I caught the movement from the eyes of the crowd first. Then I registered the footsteps. To my right, a guy was trying an end-around behind my car. “Moving,” I said to Pereira.
Then, careful not to race, not to up the anxiety level, I ambled over and stopped in front of him. He was under six feet, but he still had three or four inches on me and probably sixty pounds. He was wearing a brown wool cape and a green felt hat with a wide floppy brim with one of those party noisemakers in the band where a feather might have been. He didn’t have a handlebar mustache. Maybe he hadn’t thought of it. Maybe the goatee was enough.

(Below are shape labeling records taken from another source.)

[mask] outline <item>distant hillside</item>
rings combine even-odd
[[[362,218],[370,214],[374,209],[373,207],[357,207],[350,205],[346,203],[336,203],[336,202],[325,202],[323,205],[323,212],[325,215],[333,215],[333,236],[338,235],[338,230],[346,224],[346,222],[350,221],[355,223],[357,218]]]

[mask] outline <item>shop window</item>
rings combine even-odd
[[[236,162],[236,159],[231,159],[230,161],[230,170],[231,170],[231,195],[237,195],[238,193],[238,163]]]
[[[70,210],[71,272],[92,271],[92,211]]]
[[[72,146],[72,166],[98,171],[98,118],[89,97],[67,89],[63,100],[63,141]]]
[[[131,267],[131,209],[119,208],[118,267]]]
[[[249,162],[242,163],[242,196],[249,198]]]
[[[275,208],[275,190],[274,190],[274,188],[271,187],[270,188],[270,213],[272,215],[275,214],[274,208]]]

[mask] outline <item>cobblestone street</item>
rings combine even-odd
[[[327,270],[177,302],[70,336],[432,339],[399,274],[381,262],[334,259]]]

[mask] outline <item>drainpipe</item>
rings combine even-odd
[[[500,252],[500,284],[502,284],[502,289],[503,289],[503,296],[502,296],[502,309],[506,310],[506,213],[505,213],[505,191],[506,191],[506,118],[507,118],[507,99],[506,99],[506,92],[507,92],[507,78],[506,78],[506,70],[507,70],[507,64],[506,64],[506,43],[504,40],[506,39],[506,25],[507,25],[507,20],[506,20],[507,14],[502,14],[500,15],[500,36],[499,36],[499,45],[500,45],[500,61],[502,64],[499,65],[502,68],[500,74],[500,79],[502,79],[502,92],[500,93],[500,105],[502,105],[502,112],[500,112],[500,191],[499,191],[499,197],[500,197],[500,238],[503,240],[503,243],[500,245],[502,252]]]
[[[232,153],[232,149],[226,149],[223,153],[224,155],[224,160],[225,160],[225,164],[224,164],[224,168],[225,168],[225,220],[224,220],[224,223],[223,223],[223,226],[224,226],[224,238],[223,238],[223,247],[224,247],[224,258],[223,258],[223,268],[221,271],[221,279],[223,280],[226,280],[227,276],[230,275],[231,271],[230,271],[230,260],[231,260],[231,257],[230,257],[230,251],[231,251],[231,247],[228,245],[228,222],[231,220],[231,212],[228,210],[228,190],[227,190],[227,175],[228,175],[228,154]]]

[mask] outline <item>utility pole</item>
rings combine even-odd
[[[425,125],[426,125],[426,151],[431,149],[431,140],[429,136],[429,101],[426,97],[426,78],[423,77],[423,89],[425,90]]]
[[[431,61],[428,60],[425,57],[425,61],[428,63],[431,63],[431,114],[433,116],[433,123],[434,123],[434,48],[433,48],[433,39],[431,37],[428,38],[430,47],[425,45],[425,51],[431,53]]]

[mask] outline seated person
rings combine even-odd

“Stay on the sidewalk,” I said, not raising my voice. I’ve seen cops create incidents because they come on too strong. Mine may not be the popular method, but I try it soft first.
He strode more determinedly. “I have to see him.”
“Do you know him?”
“I must see him!” His voice was louder.
“Your name?”
“Now, madame!” No one on the sidewalk needed to cock an ear to catch that.
We’re trained to grab an arm and twist it behind. But that doesn’t work with crazies in capes. “We’ve got an injured man here. He needs his space,” I said, loud enough for all to hear. The crowd murmured uncertainly, finding it hard to choose between defying a cop and denying a fellow Californian his space. I hoped the ambulance would get here before they decided.
“Madame, I have to see that man.” He projected to the second balcony. His right hand held the edge of the cloak. He looked like a seventeenth-century Dutch flasher. Or an actor portraying one. And clearly I was the foil in his performance. The guy himself was harmless—probably—but he could trigger the crowd. It wouldn’t take much to knock them off the fence. And once they came down, they wouldn’t be rooting for me.